Pierre Cahuc et André Zylberberg viennent de lancer une belle bataille intellectuelle entre économistes. L’un enseigne l’économie à Polytechnique, l’autre est directeur de recherche émérite au CNRS et ils ont tous les deux énormément produit sur l’emploi, le chômage et les réformes. Ils affirment dans un pamphlet clair, grand public et, disent-ils, « anti-négationniste » que l’économie était une science et que l’expérimentation et la vérification étaient ses fondements 1. L’économie « obéit pour eux à une double démarche 2. Premièrement, la « critique des pairs » : à l'instar des autres disciplines scientifiques, les articles sont publiés dans des revues académiques après analyse par des chercheurs confirmés. En second lieu, depuis deux ou trois décennies, on mène des expériences à très grande échelle, grâce à d'immenses bases de données. Cela permet de repérer les relations de cause à effet, comme en médecine, quand on administre un médicament à un ensemble de personnes, dit « groupe test », tandis qu'un « groupe de contrôle » reçoit un placebo. Sous certaines conditions, on peut faire de même en économie, ce qui donne à cette matière un statut de science expérimentale. Cela est très peu connu. ».

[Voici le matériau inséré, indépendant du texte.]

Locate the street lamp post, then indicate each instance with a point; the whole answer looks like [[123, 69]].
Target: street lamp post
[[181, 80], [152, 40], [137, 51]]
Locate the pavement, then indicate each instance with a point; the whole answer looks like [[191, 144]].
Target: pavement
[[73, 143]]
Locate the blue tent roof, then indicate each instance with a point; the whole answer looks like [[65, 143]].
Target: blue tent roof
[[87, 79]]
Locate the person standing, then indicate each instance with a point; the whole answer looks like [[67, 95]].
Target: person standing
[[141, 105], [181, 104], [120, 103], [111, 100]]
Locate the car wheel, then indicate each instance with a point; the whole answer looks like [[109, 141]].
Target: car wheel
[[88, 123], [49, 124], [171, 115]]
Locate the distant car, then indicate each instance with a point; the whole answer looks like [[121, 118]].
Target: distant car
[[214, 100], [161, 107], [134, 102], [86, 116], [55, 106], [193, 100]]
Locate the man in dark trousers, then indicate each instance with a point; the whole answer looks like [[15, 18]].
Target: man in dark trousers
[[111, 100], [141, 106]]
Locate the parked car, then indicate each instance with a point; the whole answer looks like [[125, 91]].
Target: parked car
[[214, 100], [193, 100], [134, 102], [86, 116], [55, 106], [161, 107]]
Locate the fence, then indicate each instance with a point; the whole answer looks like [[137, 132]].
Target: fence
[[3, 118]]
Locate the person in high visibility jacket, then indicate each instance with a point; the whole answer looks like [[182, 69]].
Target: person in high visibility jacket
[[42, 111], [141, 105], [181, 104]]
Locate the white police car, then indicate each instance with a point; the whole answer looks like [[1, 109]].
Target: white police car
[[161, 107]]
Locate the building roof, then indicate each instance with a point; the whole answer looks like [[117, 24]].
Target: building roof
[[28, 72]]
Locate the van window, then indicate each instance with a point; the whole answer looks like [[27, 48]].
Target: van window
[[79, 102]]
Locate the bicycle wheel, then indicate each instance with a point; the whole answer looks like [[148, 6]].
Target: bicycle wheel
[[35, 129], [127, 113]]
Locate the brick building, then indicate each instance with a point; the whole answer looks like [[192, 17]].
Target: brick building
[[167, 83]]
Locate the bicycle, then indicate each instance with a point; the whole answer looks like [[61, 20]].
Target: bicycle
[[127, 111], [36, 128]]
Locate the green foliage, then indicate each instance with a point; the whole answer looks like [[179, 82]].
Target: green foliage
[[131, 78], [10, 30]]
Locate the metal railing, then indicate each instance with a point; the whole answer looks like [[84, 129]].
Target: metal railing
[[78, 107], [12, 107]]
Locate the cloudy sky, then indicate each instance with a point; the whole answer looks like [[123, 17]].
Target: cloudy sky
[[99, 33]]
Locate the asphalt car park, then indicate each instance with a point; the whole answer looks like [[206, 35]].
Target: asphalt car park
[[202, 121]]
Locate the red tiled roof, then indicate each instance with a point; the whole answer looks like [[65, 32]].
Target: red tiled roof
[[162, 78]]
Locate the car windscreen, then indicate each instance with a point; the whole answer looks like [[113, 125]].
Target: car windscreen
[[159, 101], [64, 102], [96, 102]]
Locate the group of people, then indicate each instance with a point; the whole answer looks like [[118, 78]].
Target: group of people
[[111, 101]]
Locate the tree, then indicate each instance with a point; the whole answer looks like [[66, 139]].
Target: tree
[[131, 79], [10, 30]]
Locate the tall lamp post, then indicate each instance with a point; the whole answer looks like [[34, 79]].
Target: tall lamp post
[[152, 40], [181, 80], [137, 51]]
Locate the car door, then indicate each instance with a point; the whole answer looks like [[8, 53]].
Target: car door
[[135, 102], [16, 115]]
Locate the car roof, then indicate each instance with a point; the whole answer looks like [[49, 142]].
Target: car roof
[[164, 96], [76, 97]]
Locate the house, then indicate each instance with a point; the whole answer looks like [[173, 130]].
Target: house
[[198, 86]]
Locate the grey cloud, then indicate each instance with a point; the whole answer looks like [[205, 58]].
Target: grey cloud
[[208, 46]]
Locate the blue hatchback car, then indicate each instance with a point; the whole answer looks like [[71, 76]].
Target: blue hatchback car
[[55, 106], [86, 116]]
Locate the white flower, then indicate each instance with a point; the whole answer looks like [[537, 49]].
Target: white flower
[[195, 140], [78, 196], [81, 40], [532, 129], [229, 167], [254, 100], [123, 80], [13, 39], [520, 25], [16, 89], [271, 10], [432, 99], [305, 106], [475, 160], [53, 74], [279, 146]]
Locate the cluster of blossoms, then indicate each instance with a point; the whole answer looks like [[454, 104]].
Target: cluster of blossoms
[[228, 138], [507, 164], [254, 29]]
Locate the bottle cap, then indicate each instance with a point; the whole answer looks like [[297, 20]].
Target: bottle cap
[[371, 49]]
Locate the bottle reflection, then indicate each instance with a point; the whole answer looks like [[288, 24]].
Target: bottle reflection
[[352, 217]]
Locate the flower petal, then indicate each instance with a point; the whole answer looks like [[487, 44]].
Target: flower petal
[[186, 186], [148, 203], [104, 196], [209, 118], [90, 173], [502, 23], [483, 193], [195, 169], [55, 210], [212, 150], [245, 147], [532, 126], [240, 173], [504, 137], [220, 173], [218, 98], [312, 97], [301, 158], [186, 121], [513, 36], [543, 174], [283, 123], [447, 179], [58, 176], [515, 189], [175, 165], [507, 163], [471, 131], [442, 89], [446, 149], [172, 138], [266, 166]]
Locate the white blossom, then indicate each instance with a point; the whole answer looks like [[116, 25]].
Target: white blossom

Pour eux, l'économie est une science de même nature que la physique ou la biologie : « Pour réduire l'incertitude, il faut mener des expériences sur un grand nombre de personnes. C'est désormais possible ». Et les deux économistes vont plus loin, reprochant à des intellectuels comme Pierre Bourdieu, Michel Onfray, Dominique Méda, Louis Gallois, de « nier les résultats des recherches scientifiques ». Ce dernier grand patron de l'industrie « ne reconnaissant pas le fait que, dans un pays où le salaire minimal est élevé, les allégements de charges sociales patronales ont le plus d'effets sur l'emploi et la compétitivité lorsqu'ils sont ciblés sur les bas salaires et non sur les salaires moyens ou supérieurs.» La force de Cahuc et Zylberberg est de citer une foule d’études et d’expérimentations peu connues du grand public, aussi bien sur l’emploi, les charges que la mixité sociale ou l’immigration.

Et les deux économistes en rajoutent, affirmant que les récents rapports de l’Inspection Générale des Affaires Sociales (IGAS) ou de Barbara Romagnan sur la RTT créatrice d’emplois sont, selon eux, « de la désinformation pure et simple … Il y a une espèce de fuite en avant idéologique, chacun voulant aller plus loin sur le sujet … Toutes les opinions, toutes les théories sont possibles. On peut désirer une société où l'on travaillerait 25 ou 30 heures par semaine, une économie de décroissance ou totalement verte. Il faut juste en apprécier les conséquences et verser ces connaissances au débat ». Mais il faut vérifier et ne rien affirmer : « Il n'y a pas encore de consensus sur les causes de l'augmentation des inégalités. On continue de récolter des données, les études se multiplient, c'est comme ça que l'on avance ».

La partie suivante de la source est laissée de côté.